I believe that it used to be the case that a Family Law Court could look behind the terms of the trust when assessing finances in a divorce case and could conclude that the trust is nothing more than a vehicle to sheild assets away from a particular individual. Is that still the case?

Martyn Dixon
Harold Bell Infields & Co

If it is not the settlor who might divorce, and the daughter in law is not directly supported by the Settlor, I don’t see how she has a claim. Section 10 also imposes a time limit of six years from the date of disposition to make a claim…

Recent case law suggests settlements made by third parties could be excluded for divorce. Its important he has no rights to any income - that could bring the property back into scope.

Not a question you asked, however - Again backed by recent caselaw an alternative (and a better option IMO) is an Ltd structure. The infamous “corporate veil” is still not pierced by courts.

It should be noted all divorce cases are singular in nature and the outcome is difficult to predict.

Richard C. Bishop

I have recently made a contribution on trusts and the approach of the Court on a divorce.

https://trustsdiscussionforum.co.uk/t/flexible-ipdi-and-divorcing-remainder-man/23915/3

A settlement by a third party is not off limits as regards whether it may constitute financial resources of a party (my para 1). So no absolute assurance can be given to the father in Martyn’s client case.

It can also be varied if it is a nuptial settlement (my para 2). It should help if the daughter in law is not named as a beneficiary. I agree that it is less likely to be nuptial if made by a non-party and if it is not made with the marriage in mind as a motivating factor.
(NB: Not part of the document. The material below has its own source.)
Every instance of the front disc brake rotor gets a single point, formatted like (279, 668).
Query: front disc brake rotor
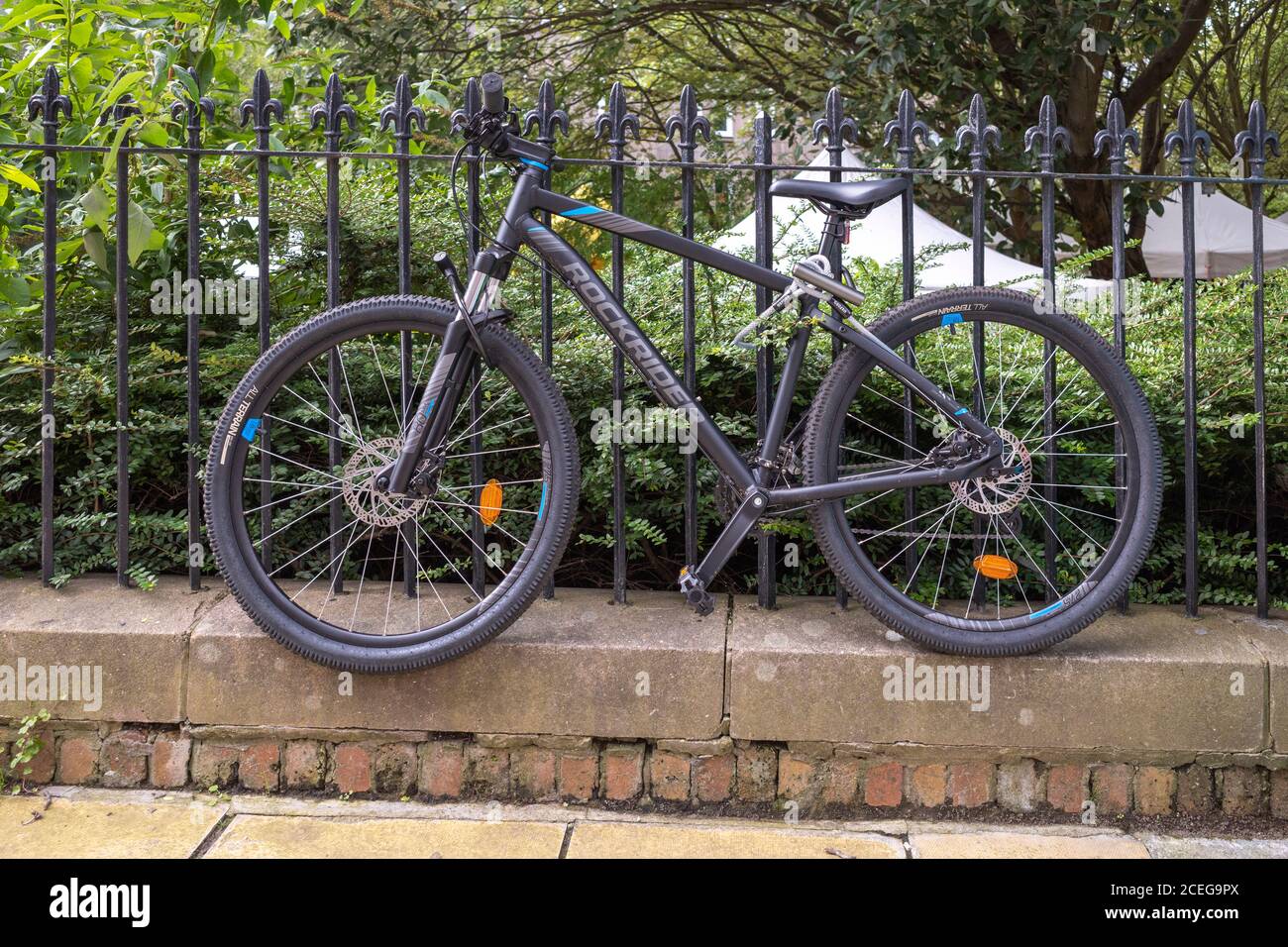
(369, 502)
It cannot be a reviewable disposition under s37 MCA; only a party can make one.

The Court can most certainly pierce the veil of incorporation and find the company’s assets are held on the trusts of which its shares are trust property and are thus held on trust for the settlor: Prest v Petrodelhttps://www.bailii.org/cgi-bin/format.cgi?doc=/uk/cases/UKSC/2013/34.html&query=(Prest) It seems that this would only be applied to a settlor who was a party by analogy with s37 one imagines, though it is a case of standalone judicial legislation or “creativity”.

s10 MCA requires the financial position to be dealt with before a final order can be given. Refusal of the order is the sanction. I do not see that there is a time limit in the Act or the FPR but no doubt the Court can set one (I am not an expert in the procedure).

But a final order does not always give finality. Subsequent events such as the increase in assets or their value or an inheritance etc etc (Barder events, on which important case law) can found a re-opening of the position. In Wyatt v Vince the wife made an application 27 years after separation and 19 years after the final divorce order:https://www.bailii.org/uk/cases/UKSC/2015/14.html

There is also a right to apply to set aside a final order for non-disclosure, fraudulent or not, negligent or inadvertent, on cogent evidence adduced. Long delay may cause refusal and the evidence must be such as could not have been made available with due diligence at the original hearing.